The optimization targets tiny_inline_slots_switch_dispatch_enabled() which uses a static lazy-init cache:

static inline int tiny_inline_slots_switch_dispatch_enabled(void) {
    static int g_switch_dispatch_enabled = -1;  // -1 = uncached
    if (__builtin_expect(g_switch_dispatch_enabled == -1, 0)) {
        // First call only
        const char* e = getenv("HAKMEM_TINY_INLINE_SLOTS_SWITCHDISPATCH");
        g_switch_dispatch_enabled = (e && *e && *e != '0') ? 1 : 0;
    }
    return g_switch_dispatch_enabled;
}

Issue: After the first call, g_switch_dispatch_enabled != -1 is always predicted correctly. The compiler/CPU already optimizes this check to near-zero cost.

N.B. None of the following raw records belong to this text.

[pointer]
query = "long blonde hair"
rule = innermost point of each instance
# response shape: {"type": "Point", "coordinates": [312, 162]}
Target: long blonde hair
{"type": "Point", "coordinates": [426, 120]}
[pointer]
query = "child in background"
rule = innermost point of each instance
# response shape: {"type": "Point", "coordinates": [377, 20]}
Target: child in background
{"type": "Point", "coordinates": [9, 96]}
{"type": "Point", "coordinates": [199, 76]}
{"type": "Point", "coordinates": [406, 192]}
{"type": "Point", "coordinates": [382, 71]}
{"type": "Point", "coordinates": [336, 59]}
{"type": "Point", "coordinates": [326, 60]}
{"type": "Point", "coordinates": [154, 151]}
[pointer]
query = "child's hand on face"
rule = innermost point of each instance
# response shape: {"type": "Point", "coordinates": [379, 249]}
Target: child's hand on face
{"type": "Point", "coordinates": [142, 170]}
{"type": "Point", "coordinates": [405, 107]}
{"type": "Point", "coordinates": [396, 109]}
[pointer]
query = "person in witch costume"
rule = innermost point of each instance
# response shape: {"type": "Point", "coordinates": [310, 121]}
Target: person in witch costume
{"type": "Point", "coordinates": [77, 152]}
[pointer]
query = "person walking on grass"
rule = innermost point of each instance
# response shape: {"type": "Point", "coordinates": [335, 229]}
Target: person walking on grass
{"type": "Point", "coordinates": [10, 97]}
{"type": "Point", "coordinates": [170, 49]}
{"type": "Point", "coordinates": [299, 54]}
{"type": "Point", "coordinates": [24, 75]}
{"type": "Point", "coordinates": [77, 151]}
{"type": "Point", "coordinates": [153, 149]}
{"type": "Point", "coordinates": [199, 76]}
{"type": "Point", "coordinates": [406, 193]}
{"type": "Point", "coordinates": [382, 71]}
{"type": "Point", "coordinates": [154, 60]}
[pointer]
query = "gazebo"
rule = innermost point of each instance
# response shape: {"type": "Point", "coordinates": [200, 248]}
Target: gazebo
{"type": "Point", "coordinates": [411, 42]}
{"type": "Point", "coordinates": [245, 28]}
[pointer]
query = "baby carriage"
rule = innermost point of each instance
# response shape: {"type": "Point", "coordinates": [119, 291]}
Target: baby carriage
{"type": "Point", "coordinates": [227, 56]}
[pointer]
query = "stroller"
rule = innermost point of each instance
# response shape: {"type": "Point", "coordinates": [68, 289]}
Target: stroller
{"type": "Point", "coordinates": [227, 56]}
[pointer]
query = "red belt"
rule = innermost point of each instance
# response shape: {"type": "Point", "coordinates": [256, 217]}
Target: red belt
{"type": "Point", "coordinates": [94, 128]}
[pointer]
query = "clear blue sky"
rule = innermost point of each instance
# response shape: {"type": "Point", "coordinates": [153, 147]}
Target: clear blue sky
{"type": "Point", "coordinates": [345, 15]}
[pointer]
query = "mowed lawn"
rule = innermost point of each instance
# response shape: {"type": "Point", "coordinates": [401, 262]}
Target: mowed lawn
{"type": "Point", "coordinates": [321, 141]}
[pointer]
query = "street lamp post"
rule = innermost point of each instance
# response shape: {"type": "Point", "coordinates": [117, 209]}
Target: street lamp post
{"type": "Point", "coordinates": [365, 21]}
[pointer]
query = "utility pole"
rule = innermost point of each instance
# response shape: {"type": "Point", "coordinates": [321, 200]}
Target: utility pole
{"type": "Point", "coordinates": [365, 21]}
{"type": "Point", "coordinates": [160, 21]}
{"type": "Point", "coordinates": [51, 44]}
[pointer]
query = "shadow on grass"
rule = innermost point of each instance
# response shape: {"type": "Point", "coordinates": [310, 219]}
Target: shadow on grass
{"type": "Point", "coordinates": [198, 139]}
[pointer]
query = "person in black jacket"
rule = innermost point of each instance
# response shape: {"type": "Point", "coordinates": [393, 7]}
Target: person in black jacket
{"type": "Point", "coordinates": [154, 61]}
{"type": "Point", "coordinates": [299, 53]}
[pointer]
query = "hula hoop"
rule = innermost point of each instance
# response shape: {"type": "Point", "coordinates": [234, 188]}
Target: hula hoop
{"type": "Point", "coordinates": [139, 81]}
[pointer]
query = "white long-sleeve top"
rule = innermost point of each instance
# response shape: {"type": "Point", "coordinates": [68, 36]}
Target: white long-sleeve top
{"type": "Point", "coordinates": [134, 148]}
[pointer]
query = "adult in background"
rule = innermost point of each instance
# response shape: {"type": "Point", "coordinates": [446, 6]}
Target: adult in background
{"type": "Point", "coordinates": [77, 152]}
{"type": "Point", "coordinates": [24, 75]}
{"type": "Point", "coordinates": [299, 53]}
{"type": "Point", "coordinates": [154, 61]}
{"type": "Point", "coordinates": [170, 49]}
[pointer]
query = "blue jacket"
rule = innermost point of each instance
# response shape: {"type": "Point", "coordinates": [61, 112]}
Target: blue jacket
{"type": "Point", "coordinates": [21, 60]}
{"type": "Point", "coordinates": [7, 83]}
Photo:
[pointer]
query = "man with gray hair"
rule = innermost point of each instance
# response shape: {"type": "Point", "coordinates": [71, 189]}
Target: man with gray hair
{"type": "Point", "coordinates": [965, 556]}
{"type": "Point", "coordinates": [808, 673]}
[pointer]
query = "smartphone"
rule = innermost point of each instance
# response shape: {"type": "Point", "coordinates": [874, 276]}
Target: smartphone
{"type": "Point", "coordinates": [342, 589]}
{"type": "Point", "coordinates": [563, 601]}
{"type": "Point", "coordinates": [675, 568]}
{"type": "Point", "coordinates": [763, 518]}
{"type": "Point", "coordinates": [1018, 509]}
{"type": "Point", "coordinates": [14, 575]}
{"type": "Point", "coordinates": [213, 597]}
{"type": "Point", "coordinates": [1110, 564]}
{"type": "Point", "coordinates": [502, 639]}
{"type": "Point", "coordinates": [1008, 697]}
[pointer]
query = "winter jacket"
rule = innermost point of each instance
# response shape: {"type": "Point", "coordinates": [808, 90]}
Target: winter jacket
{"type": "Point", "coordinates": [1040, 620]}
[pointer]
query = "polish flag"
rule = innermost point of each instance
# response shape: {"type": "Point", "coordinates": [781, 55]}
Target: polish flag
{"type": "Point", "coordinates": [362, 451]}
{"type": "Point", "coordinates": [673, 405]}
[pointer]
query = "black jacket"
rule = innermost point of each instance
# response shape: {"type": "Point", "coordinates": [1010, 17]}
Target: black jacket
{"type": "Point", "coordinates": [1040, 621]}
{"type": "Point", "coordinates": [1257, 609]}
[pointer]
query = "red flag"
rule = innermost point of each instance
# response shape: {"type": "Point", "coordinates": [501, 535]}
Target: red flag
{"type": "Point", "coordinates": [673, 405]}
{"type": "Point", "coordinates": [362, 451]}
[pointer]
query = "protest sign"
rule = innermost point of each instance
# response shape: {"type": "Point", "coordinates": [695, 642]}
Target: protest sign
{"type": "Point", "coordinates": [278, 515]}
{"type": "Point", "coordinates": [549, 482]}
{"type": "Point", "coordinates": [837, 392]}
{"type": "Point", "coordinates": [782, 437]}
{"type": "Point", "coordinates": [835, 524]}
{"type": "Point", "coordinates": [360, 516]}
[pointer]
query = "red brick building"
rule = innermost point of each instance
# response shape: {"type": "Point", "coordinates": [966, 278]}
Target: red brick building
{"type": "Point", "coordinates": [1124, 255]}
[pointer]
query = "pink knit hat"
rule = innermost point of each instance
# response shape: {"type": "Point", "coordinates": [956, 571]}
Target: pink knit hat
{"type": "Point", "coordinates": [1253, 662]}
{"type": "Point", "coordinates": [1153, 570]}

Contrast with Phase 78-1: That phase optimized per-class ENV gates (tiny_c4_inline_slots_enabled() etc.) which are called thousands of times per benchmark run. Switch dispatch check is called once per alloc/free operation, but the lazy-init pattern already eliminates most overhead.

Decision Gate

GO Threshold: +1.0% Actual Result: +0.32%

Status: NO-GO (below threshold, negligible branch reduction)

Recommendations

  1. Do not promote SWITCHDISPATCH_FIXED=1 to SSOT
  2. Keep code as research box (reversible design preserved)
  3. Phase 78-1 pattern not applicable to lazy-init ENV gates (diminishing returns)

ENV Variables

Baseline (Phase 80-1 mode)

HAKMEM_TINY_INLINE_SLOTS_SWITCHDISPATCH_FIXED=0  # Disabled (lazy-init)
HAKMEM_TINY_INLINE_SLOTS_SWITCHDISPATCH=1        # Switch dispatch ON

Treatment (Phase 83-1 mode)

HAKMEM_TINY_INLINE_SLOTS_SWITCHDISPATCH_FIXED=1  # Enabled (startup cache)
HAKMEM_TINY_INLINE_SLOTS_SWITCHDISPATCH=1        # Switch dispatch ON

Next Steps

  1. Phase 80-1: Switch dispatch remains in SSOT (+1.65% STRONG GO)
  2. Phase 83-1: Fixed mode NOT promoted (marginal gain)
  3. 🔬 Research: Investigate other optimization opportunities beyond ENV gate overhead

Phase 83-1 Conclusion: NO-GO due to marginal gain (+0.32%) and negligible branch reduction. Lazy-init pattern already optimizes ENV gate overhead effectively.